At the end of 1970 an engineer's report found the building had buckled, distorted & sagged, with Horsham's constant problem of expansive clay soils. Council took the builders and designers to court and won the settlement. In May 1978 the Horsham Library moved to temporary premises in the rear of the Langlands building with a third of the stock, to allow repairs to the Mibus Centre to begin. Headquarters continued to operate from the Mibus Centre during this period. In January 1979 the Horsham Library re-opened in the Mibus Centre.
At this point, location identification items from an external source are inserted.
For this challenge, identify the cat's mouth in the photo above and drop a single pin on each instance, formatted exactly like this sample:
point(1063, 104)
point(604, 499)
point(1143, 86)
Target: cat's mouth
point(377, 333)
Minor building works continued in the 1970s and 80s to accommodate the introduction of computerisation and changes to workflows and throughput. The Horsham Rural City Council secured a Living Libraries Grant to extend and renovate the Library branch in 2004 with building works beginning in February 2005. The Support Centre section was renovated in 2009 as a result of increased stock movements resulting from involvement in the Swift consortia.

=== Kaniva ===
The Mechanics Institute began in Kaniva in 1884. In 1922 the Mechanics Institute decided to build a Soldier's Memorial Hall and Club room at the dead-end of Dingey Street. Built of Mt Gambier stone it opened on 8 February 1923. The WRLS Kaniva Branch officially opened in July 1964, in a small shop in the main street. On 13 February 1969 the new Library building was officially opened by Vance O. Dickie MLC, State Minister of Health, as part of the Civic buildings (including the Infant Welfare and Pre-School Centres) in Baker St, on the site of the old Kaniva electricity supply power-house which had stood there between 1925 and 1964.